Incidence of physical and mental conditions between COVID-19-negative vs. -positive patients (Matched sample).

Hospitalized Cohort Outpatient Cohort
COVID-19 Negative,
n (%)
COVID-19 Positive,
n (%)
p Value COVID-19 Negative,
n (%)
COVID-19 Positive,
n (%)
p Value
Pulmonary
Venous Thromboembolism 384 (2.9%) 769 (5.8%) <0.001 293 (0.3%) 696 (0.7%) <0.001
Pulmonary Circulation Disorders 386 (2.9%) 673 (5.1%) <0.001 299 (0.3%) 507 (0.5%) <0.001
Sleep Apnea 306 (3.4%) 330 (3.8%) 0.16 1238 (2.1%) 906 (1.5%) <0.001
Chronic Lung Disease 404 (4.3%) 768 (8.4%) <0.001 777 (1.1%) 907 (1.2%) 0.01
Renal
Acute Kidney Injury 1070 (9.3%) 1834 (16.4%) <0.001 506 (0.6%) 677 (0.7%) <0.001
Chronic Kidney Disease 510 (4.8%) 665 (6.5%) <0.001 514 (0.6%) 523 (0.6%) 0.69
Dialysis 98 (0.7%) 154 (1.1%) <0.001 73 (0.1%) 93 (0.1%) 0.12
Cardiovascular
Ischemic Heart Disease 664 (7.5%) 679 (7.6%) 0.78 751 (1.0%) 601 (0.8%) <0.001
Cerebrovascular Accident 321 (2.5%) 332 (2.7%) 0.48 333 (0.4%) 342 (0.4%) 0.68
Congestive Heart Failure 717 (6.6%) 644 (6.0%) 0.04 610 (0.7%) 557 (0.6%) 0.10
Peripheral Vascular Disease 386 (3.5%) 319 (2.8%) 0.007 486 (0.6%) 355 (0.4%) <0.001
Cardiac Arrhythmia 929 (10.9%) 1317 (15.2%) <0.001 1106 (1.5%) 1442 (1.9%) <0.001
Hypertension Uncomplicated 270 (10.6%) 312 (12.7%) 0.02 717 (2.0%) 720 (2.0%) 0.87
Hypertension Complicated 845 (8.5%) 1168 (12.0%) <0.0001 590 (0.7%) 585 (0.7%) 0.83
Endocrine
Diabetes Uncomplicated 192 (2.4%) 249 (3.4%) <0.001 529 (0.8%) 539 (0.8%) 0.29
Diabetes Complicated 289 (3.3%) 428 (5.2%) <0.001 525 (0.7%) 506 (0.7%) 0.93
Others
Liver Disease 294 (2.4%) 311 (2.5%) 0.50 546 (0.6%) 407 (0.5%) <0.001
Coagulopathy 341 (2.6%) 817 (6.1%) <0.001 219 (0.2%) 351 (0.4%) <0.001
Fluid and Electrolytes Disorders 1229 (12.6%) 2316 (24.4%) <0.001 912 (1.1%) 1167 (1.4%) <0.001
Neurological Disorders 458 (3.8%) 817 (7.1%) <0.001 512 (0.6%) 484 (0.6%) 0.30
Mental Disorders
Depressive Episode 428 (4.3%) 655 (6.6%) <0.001 979 (1.5%) 875 (1.3%) <0.001
Panic Disorder 36 (0.3%) 40 (0.3%) 0.66 189 (0.2%) 111 (0.1%) <0.001
Generalized Anxiety 74 (0.5%) 96 (0.7%) 0.10 481 (0.6%) 394 (0.4%) 0.002
PTSD 126 (1.1%) 151 (1.4%) 0.10 625 (1.0%) 486 (0.7%) <0.001
Adjustment Disorders 214 (1.7%) 308 (2.5%) <0.001 730 (0.9%) 720 (0.9%) 0.63
Insomnia 367 (3.2%) 553 (4.9%) <0.001 1118 (1.5%) 932 (1.2%) <0.001
Dementia 251 (1.9%) 393 (3.0%) <0.001 197 (0.2%) 240 (0.3%) 0.03

Figure 2.

Figure 2

Likelihood of development of new physical and mental health conditions in COVID-19-positive patients compared to COVID-19-negative patients.

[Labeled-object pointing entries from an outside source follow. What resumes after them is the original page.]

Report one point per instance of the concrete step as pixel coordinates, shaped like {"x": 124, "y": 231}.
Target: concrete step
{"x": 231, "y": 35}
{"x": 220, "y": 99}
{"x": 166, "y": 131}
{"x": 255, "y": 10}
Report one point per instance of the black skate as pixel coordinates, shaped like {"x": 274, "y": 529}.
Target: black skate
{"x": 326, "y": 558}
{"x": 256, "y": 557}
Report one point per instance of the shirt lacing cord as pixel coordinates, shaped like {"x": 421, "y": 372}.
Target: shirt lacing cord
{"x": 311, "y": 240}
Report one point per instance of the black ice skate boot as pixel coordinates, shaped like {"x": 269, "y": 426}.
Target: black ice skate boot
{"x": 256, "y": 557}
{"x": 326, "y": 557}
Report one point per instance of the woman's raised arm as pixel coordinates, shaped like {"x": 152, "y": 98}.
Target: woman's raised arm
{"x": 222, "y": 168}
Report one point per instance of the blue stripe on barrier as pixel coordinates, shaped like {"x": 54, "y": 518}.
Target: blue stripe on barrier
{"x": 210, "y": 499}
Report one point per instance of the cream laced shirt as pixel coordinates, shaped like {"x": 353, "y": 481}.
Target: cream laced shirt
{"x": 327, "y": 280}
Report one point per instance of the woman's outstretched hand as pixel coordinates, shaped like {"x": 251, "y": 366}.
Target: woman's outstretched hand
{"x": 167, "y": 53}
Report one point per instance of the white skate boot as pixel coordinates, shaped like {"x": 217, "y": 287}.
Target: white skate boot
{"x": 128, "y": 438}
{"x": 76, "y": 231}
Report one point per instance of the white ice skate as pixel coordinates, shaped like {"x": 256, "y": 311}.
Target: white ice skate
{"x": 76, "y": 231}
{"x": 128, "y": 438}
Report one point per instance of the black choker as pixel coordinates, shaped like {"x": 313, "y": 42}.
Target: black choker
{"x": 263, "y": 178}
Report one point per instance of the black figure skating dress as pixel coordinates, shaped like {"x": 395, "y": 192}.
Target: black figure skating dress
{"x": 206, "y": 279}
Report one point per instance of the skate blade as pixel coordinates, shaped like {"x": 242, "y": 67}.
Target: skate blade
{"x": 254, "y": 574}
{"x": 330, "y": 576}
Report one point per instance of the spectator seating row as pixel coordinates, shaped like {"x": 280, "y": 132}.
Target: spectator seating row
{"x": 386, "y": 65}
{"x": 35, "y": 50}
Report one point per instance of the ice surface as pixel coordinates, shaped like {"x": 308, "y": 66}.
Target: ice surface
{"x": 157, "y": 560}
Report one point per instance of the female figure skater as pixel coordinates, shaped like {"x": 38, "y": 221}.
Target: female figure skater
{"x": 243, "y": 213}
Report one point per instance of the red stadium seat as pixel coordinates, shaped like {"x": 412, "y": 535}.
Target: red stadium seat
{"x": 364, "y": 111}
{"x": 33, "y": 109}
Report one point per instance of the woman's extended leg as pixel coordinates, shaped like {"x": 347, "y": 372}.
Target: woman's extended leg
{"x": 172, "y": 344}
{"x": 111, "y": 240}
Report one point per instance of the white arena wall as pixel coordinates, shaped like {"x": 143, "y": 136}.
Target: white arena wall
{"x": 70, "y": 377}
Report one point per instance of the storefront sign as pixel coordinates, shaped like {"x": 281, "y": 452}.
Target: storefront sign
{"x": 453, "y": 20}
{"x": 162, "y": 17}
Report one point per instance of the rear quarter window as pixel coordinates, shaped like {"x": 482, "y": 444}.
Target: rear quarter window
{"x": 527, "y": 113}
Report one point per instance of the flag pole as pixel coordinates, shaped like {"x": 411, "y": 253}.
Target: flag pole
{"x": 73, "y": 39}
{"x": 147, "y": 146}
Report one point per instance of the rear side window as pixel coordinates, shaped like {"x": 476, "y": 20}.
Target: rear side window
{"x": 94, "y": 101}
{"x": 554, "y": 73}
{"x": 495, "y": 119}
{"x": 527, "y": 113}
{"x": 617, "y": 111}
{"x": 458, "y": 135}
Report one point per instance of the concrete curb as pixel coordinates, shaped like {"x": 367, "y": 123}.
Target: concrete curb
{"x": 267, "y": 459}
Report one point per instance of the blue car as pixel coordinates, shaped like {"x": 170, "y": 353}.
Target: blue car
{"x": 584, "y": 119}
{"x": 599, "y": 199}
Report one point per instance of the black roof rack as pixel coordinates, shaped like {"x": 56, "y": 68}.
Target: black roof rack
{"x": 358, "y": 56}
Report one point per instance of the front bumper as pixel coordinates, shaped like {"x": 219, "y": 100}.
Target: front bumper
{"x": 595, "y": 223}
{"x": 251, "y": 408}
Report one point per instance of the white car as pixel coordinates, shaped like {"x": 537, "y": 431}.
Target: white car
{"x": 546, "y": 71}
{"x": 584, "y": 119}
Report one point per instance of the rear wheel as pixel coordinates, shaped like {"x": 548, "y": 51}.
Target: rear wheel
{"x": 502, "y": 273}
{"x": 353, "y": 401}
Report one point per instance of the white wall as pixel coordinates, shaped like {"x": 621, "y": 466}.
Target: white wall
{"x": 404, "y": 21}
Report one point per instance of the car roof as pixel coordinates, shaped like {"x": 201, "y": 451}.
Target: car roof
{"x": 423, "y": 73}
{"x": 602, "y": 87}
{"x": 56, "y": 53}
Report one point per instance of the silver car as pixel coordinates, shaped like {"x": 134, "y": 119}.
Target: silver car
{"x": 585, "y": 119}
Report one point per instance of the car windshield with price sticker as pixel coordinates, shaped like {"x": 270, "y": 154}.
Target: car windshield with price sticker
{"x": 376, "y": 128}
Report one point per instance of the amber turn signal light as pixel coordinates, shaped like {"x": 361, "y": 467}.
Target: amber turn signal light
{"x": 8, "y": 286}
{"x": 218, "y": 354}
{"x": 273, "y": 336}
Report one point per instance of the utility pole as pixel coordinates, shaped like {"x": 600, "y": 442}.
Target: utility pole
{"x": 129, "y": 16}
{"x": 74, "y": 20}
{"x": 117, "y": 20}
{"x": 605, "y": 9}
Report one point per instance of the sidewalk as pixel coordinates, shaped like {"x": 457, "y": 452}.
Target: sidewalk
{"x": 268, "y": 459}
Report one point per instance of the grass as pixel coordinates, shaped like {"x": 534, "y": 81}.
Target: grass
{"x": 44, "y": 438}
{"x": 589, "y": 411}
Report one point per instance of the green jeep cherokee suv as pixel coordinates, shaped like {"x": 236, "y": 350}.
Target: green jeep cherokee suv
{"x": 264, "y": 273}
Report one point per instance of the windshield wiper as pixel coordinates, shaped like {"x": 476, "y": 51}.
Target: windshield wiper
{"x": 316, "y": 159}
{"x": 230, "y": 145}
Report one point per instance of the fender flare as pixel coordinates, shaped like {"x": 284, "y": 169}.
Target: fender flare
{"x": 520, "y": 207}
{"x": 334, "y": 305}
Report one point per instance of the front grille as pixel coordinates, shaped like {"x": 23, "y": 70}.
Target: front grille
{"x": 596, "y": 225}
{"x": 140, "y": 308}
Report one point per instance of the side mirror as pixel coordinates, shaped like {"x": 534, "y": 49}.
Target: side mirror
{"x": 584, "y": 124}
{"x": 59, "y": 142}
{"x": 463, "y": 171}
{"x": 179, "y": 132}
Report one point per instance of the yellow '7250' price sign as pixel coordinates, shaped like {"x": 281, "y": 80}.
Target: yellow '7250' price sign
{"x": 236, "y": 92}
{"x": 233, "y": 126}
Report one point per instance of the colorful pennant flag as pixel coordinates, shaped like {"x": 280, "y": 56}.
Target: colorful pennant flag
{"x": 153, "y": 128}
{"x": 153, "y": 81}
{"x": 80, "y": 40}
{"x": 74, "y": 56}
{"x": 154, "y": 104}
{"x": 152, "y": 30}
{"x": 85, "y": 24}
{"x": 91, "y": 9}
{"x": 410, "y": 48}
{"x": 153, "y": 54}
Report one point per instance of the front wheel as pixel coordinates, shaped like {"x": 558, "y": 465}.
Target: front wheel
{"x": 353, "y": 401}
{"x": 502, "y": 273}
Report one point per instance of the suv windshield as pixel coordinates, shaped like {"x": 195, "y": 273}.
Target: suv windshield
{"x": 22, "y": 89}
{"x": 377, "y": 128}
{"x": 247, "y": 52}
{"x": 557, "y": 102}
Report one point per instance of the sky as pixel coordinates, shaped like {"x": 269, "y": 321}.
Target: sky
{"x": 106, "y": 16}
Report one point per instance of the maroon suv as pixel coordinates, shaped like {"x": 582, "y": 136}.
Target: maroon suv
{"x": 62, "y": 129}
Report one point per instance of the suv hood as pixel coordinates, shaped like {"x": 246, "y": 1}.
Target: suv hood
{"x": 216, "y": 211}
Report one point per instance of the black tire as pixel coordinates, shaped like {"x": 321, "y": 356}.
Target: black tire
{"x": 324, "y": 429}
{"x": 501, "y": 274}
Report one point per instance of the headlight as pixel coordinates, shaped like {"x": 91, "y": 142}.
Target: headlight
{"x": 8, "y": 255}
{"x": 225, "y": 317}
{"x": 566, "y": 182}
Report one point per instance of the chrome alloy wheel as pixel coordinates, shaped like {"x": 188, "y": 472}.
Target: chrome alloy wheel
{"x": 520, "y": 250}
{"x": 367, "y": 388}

The figure (a) represents the odds ratio for the development of new physical and mental health conditions among propensity-score-matched hospitalized COVID-19 positive patients versus hospitalized COVID-19-negative patients during the follow-up period of 7 days to 3 months of diagnosis. For example—COVID-19-positive patients are 1.4 times (OR: 1.4, 95% CI 1.2–1.6) more likely to develop chronic kidney disease than COVID-19-negative patients during the follow-up period of 7 days to 3 months of diagnosis. The figure (b) represents the odds ratio for the development of new physical and mental health conditions among matched outpatient COVID-19-positive patients versus outpatient COVID-19-negative patients.

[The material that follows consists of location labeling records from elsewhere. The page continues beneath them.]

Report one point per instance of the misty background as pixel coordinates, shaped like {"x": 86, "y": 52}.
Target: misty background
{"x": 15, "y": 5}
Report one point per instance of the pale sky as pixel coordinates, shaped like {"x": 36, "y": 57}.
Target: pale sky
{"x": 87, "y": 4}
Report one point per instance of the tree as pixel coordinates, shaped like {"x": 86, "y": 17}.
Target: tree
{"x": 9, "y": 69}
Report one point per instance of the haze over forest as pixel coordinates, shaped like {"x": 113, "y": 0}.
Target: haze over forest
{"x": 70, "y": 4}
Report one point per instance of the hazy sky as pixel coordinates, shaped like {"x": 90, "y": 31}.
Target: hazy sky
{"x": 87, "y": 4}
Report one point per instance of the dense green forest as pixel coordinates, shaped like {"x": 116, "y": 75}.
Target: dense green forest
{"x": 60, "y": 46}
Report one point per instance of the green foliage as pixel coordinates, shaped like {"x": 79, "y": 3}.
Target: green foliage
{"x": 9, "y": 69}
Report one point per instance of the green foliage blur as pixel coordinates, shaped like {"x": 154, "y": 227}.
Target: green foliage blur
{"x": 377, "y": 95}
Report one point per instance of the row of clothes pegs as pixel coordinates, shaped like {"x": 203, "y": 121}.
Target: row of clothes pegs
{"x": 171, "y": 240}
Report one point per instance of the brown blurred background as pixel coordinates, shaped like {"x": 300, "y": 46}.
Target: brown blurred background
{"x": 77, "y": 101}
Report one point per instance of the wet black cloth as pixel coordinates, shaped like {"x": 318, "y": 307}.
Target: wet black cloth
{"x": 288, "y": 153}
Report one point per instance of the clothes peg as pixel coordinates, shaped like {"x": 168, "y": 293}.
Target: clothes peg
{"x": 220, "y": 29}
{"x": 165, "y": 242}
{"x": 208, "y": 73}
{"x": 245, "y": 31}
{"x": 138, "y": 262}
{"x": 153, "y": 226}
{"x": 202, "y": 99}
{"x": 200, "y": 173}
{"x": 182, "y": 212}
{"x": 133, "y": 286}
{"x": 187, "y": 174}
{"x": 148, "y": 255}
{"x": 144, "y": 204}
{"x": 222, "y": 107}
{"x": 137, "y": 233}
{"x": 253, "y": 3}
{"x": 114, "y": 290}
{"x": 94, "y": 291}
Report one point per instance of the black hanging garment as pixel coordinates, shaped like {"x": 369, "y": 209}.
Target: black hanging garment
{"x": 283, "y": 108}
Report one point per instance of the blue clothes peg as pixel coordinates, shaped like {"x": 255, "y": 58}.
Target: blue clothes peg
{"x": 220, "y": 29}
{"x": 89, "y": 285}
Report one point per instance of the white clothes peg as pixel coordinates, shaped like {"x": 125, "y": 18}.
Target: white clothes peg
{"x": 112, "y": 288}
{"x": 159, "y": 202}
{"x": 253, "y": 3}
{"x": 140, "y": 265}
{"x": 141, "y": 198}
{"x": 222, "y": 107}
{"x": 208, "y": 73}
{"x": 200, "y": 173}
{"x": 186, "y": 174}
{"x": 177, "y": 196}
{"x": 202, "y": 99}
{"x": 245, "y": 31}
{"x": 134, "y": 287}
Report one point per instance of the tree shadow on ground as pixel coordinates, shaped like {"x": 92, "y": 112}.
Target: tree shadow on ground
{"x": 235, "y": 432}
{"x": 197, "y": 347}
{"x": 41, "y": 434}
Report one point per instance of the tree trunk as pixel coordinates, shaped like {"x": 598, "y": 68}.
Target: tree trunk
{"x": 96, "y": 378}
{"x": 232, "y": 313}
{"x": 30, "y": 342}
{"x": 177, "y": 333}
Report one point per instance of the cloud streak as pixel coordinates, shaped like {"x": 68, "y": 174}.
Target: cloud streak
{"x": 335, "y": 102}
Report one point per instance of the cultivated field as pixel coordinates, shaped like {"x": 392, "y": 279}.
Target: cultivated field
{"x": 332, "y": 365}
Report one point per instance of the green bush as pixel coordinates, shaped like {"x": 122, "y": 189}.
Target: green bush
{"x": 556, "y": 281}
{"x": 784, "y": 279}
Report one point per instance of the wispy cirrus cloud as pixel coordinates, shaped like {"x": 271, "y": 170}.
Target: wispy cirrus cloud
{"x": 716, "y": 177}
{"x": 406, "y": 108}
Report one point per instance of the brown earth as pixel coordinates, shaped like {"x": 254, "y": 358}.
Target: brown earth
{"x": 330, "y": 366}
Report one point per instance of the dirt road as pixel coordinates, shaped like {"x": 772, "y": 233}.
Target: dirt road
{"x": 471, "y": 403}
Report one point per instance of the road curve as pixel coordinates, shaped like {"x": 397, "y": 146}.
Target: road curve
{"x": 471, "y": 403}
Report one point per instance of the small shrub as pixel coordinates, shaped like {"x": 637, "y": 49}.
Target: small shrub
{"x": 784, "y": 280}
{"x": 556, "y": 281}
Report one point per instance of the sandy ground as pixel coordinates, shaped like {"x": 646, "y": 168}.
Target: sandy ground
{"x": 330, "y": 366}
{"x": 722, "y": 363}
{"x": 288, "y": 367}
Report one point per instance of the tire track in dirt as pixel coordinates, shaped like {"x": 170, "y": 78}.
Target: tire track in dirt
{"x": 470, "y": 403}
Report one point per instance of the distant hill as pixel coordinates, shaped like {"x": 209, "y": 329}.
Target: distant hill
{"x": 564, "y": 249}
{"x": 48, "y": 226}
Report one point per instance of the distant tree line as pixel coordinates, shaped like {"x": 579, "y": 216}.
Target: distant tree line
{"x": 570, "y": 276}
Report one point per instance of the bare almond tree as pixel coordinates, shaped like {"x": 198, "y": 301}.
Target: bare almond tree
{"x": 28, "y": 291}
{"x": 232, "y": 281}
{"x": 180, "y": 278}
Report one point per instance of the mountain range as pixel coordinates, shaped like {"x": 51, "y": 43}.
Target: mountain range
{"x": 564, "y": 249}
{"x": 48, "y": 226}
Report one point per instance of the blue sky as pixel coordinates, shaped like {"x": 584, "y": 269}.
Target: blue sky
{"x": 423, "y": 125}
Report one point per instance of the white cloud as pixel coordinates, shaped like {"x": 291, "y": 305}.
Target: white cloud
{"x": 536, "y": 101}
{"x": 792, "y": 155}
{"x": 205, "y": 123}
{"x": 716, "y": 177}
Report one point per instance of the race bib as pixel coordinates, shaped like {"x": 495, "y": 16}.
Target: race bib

3.1. COVID-19 Positive versus Negative Comparisons

Pulmonary: In the hospitalized cohort, COVID-19 diagnosis is associated with a 5.8% incidence of venous thromboembolism (VTE) compared to 2.9% in the COVID-19-negative group (p < 0.001). Similarly, the incidence of pulmonary circulation disorder and chronic lung disease are 5.1% and 8.4% in the COVID-19-positive group, compared to 2.9% and 4.3% in the COVID-19-negative group, respectively (p < 0.001). When we compared the outpatient cohort, we found that COVID-19 diagnosis is associated with a rise in the incidence of the above conditions, but the incidence rate is much smaller. (Table 2).

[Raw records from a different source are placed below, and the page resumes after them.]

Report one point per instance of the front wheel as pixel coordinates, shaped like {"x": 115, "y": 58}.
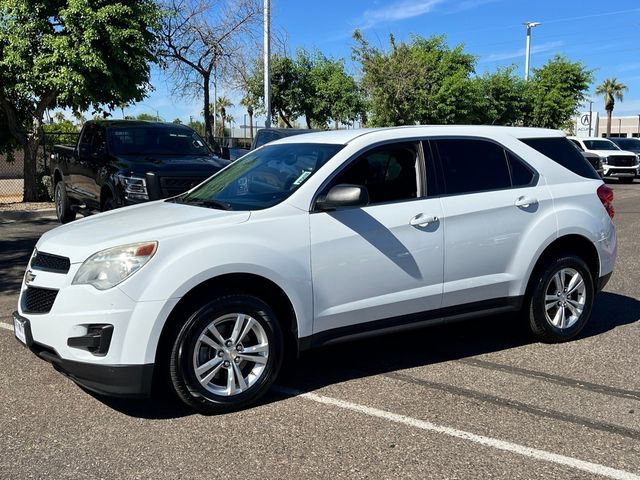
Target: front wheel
{"x": 561, "y": 299}
{"x": 227, "y": 354}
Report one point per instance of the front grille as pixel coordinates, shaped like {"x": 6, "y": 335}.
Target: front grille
{"x": 38, "y": 300}
{"x": 622, "y": 160}
{"x": 50, "y": 263}
{"x": 172, "y": 186}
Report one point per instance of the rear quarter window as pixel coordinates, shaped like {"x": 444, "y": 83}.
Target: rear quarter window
{"x": 562, "y": 151}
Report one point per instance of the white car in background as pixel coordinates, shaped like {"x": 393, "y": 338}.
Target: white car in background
{"x": 617, "y": 163}
{"x": 317, "y": 238}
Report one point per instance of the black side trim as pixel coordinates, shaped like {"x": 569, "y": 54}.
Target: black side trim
{"x": 131, "y": 381}
{"x": 412, "y": 321}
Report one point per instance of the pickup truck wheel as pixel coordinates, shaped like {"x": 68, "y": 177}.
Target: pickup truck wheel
{"x": 108, "y": 204}
{"x": 227, "y": 354}
{"x": 561, "y": 300}
{"x": 63, "y": 206}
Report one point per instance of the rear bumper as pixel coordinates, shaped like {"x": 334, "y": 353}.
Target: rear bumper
{"x": 131, "y": 381}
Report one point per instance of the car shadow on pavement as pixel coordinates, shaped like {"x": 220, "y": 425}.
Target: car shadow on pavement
{"x": 392, "y": 352}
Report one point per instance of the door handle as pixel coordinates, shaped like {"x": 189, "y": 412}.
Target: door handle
{"x": 526, "y": 202}
{"x": 422, "y": 220}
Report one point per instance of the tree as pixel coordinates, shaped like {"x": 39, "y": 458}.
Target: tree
{"x": 555, "y": 91}
{"x": 498, "y": 98}
{"x": 422, "y": 81}
{"x": 148, "y": 117}
{"x": 76, "y": 54}
{"x": 611, "y": 89}
{"x": 198, "y": 39}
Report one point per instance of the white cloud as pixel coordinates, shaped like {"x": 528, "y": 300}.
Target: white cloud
{"x": 399, "y": 10}
{"x": 498, "y": 56}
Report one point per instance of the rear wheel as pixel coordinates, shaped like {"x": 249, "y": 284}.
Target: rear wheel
{"x": 227, "y": 354}
{"x": 561, "y": 299}
{"x": 63, "y": 205}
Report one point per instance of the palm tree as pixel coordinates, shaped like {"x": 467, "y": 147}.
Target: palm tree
{"x": 611, "y": 89}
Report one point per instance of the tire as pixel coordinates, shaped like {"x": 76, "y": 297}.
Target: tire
{"x": 560, "y": 305}
{"x": 108, "y": 204}
{"x": 232, "y": 378}
{"x": 62, "y": 203}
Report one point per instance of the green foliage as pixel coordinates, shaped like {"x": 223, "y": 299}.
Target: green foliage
{"x": 148, "y": 117}
{"x": 423, "y": 81}
{"x": 498, "y": 98}
{"x": 555, "y": 92}
{"x": 62, "y": 131}
{"x": 311, "y": 86}
{"x": 77, "y": 54}
{"x": 611, "y": 89}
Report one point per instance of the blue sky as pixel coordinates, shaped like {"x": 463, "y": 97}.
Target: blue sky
{"x": 605, "y": 37}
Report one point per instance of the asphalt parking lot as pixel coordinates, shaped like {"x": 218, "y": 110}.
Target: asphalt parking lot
{"x": 470, "y": 400}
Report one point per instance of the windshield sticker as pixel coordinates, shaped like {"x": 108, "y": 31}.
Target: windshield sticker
{"x": 303, "y": 176}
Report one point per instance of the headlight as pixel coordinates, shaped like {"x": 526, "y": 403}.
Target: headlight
{"x": 108, "y": 268}
{"x": 135, "y": 188}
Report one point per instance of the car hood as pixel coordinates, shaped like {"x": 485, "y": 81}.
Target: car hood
{"x": 164, "y": 164}
{"x": 141, "y": 223}
{"x": 608, "y": 153}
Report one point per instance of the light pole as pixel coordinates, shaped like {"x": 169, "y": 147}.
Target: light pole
{"x": 267, "y": 55}
{"x": 527, "y": 54}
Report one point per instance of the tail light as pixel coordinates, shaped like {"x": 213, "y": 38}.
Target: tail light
{"x": 605, "y": 194}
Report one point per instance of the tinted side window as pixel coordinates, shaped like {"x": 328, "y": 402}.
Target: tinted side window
{"x": 521, "y": 175}
{"x": 390, "y": 173}
{"x": 472, "y": 165}
{"x": 560, "y": 150}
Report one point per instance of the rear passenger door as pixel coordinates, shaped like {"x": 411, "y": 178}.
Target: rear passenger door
{"x": 383, "y": 260}
{"x": 491, "y": 200}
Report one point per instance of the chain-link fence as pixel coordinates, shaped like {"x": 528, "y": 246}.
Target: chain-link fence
{"x": 12, "y": 168}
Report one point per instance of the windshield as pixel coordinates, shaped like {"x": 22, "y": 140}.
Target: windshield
{"x": 262, "y": 178}
{"x": 600, "y": 145}
{"x": 156, "y": 141}
{"x": 632, "y": 144}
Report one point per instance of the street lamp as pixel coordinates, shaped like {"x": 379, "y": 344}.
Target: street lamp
{"x": 529, "y": 26}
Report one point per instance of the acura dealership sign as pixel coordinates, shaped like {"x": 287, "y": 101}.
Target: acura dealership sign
{"x": 583, "y": 121}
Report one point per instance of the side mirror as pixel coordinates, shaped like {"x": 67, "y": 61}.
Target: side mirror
{"x": 344, "y": 195}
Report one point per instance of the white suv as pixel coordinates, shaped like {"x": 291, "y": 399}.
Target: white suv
{"x": 615, "y": 162}
{"x": 316, "y": 238}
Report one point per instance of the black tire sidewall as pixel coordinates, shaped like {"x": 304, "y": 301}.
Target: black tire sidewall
{"x": 541, "y": 327}
{"x": 183, "y": 377}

Renal: In the hospitalized cohort, we noted a 16.4% incidence of acute kidney injury (AKI) in the COVID-19-positive group compared to 9.3% in the COVID-19-negative group (p < 0.001). Interestingly, AKI incidence was also high in the COVID-19-positive outpatient cohort. Incidence of dialysis (1.1% vs. 0.69%, p < 0.001) and chronic kidney disease (CKD) (6.5% vs. 4.8%, p < 0.001) were high in the hospitalized COVID-19-positive group compared to the hospitalized COVID-19-negative group. However, they were not much different in the outpatient cohort. (Table 2).

Cardiovascular: We found a higher incidence of cardiac arrhythmias (15.2% vs. 10.9%, p < 0.001) and complicated hypertension (12% vs. 8.5%, p < 0.001) in hospitalized COVID-19-positive patients versus hospitalized COVID-19-negative patients. A higher incidence of cardiac arrhythmias (1.9% vs. 1.5%, p < 0.001) was also noted in the outpatient setting in the COVID-19-positive patients. Interestingly, the incidence of CHF and PVD were higher in hospitalized COVID-19-negative cohort, while the incidence of ischemic heart disease and cerebrovascular accidents (CVA) were not much different between groups. (Table 2).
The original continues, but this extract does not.